Aufgrund des fortschreitenden Bevölkerungsrückgangs steht es auf der Liste der gefährdeten Arten.

Die Falklandinseln sind auch die Heimat anderer Pinguinarten, die eine Kolonie von mehr als 10.000 Individuen zwischen Magellanic, Papua und King bilden.

2- Skúa

Die Raubmöwe ist eine Raubmöwe von ca. 58 cm Länge und 1, 7 kg Gewicht. Es ist dunkelbraun auf der Oberseite. Es hat eine hakenförmige dunkelgraue Farbe, wie seine Beine.

Die Raubmöwe ist ein Vogel, der hauptsächlich auf hoher See lebt, aber in der Paarungs- und Brutzeit an Land lebt. Es fliegt normalerweise sehr langsam, wenn es nicht jagt.

Es ernährt sich von Fischen oder anderen Arten von Seevögeln. Manchmal fressen sie auch Aas oder Abfall, den die Fischerboote wegwerfen.

Es ist in der Regel in den Falklandinseln zu sehen, vor allem im Winter.

3- Südlicher Glattwal

Beim Mann hat diese Walart eine durchschnittliche Länge von 13 bis 15 Metern von der Schnauze bis zum Schwanz. Das Weibchen ist normalerweise größer. Das Gewicht eines erwachsenen Exemplars kann bis zu 40 Tonnen betragen.

Sie haben eine Eigenschaft, die ihre individuelle Identifizierung ermöglicht: einige Hornhautdicken von 5 Zentimetern an verschiedenen Stellen ihres Kopfes.

Die Männchen dieser Art haben die größten Geschlechtsorgane des Tierreichs. Sie vermehren sich alle drei Jahre und ernähren sich hauptsächlich von Krill.

Es gibt zwei Arten von Frankwalen: die nördliche und die südliche Hemisphäre. Da sie die Gewässer der Äquatorzone niemals überschreiten, werden sie nicht gefunden.

Ihre Langsamkeit beim Schwimmen und ihre Größe machten sie zu einer leichten Beute für wahllose Jagd, sodass sie vom Aussterben bedroht sind.

4- Krill

Krill ist der Name eines Krebses, der einer in der Antarktis lebenden Garnele ähnelt.

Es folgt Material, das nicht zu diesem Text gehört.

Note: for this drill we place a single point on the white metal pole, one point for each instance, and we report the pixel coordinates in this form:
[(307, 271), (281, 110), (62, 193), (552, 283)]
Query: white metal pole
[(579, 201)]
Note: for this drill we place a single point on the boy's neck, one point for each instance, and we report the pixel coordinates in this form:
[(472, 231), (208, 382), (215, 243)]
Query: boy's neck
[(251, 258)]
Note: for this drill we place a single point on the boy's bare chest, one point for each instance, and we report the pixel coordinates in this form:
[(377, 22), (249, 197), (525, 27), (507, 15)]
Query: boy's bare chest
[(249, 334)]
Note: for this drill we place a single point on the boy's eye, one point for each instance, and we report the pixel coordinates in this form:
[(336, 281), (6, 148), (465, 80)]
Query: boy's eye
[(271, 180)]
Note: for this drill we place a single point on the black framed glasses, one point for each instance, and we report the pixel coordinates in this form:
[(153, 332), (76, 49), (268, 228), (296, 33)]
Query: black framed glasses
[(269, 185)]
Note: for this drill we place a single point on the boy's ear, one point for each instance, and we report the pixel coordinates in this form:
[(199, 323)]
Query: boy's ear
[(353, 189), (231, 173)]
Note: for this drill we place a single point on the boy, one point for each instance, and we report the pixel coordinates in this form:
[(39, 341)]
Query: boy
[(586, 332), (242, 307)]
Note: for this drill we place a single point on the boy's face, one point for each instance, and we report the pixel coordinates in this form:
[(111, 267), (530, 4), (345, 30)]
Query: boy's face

Es kann zwischen 1 und 2 Zentimeter lang sein, weshalb es in der Ernährung der meisten Meeresfauna enthalten ist.

Der Krill hat ein Exoskelett mit einer transparenten Außenschicht, zwei Antennenpaaren und mehreren Beinpaaren im Unterleib (Thoracópods).

Die Anzahl dieser Beine variiert zwischen ihren verschiedenen Gattungen und Arten. Es wird durch seine äußeren Kiemen erkannt.

5- Gallareta

Die Gallareta ist eine etwa 43 Zentimeter lange Art des autochthonen Vogels Südamerikas.

Sein Körper ist schwarz und hat einen gelben Schnabel und Flügel. Es hat einen charakteristischen gelben Zwickel und eine abgerundete Form.

Und die Landsäugetiere?

An den Küsten der Malvinas ist die Küstenfauna am verbreitetsten. Es gab jedoch auch Landsäugetiere wie Wildschweine und Hasen sowie ein bereits ausgestorbenes autochthones Tier: das Guará.

Die Guará war ein Tier, das wie eine Mischung aus Wolf und Fuchs aussah, etwa 90 Zentimeter lang zwischen der Schnauze und der Geburt seines Schwanzes.

Er hatte sehr dickes Fell, gelblichen Nacken und Beine, während der Hals und die Lippen eher weißlich waren.

Sein Schwanz war dem eines Fuchses sehr ähnlich: braun an der Basis und weiß an der Spitze.

Sein Name ist die Transkription der englischen «warrah», die ihren Ursprung in der "guará" hat, die die Gauchos aus Rio de la Plata im Vergleich zur Guave dem Tier gaben.

Und laut den Ergebnissen einer DNA-Studie, die 2009 durchgeführt wurde, erwies sich der guazú aguará tatsächlich als ein Verwandter des guará.

Die 4 herausragendsten Pflanzen der Falklandinseln

Die Flora in den Falklandinseln ist diejenige, die die Steppen charakterisiert, wobei niedrige und harte Gräser und Büsche von Kissensträuchern vorherrschen. Flechten und Moose sind reichlich vorhanden und bilden ausgedehnte Torfmoore.

1- Phytoplankton

Sie sind die autotrophen Organismen des Planktons mit der Fähigkeit zur Photosynthese.

Diese Gruppe besteht aus Bakterien, Protisten und Algen.

2- Weide «Tussock»

Es ist ein Gras, das bis zu zwei Meter hoch werden kann.

Es ist das, was es auf den Inseln am meisten gibt. Es wird als Viehfutter verwendet.

Es kann auch als Zufluchtsort für Seelöwen und Pinguine dienen, insbesondere wenn sie sich in Wäldern sammeln.

3- Sumpfbalsam

Auch als "Lackpflanze" bekannt ist eine der Pflanzen, die auf den Falklandinseln zu sehen sind.

Seine Form und Konsistenz ähnelt der von großen runden Kissen.

4- Veronica

Dies ist eine Art Kletterstrauch mit parfümierten und gelben Blüten. Es gibt 15 verschiedene Arten dieser Pflanze.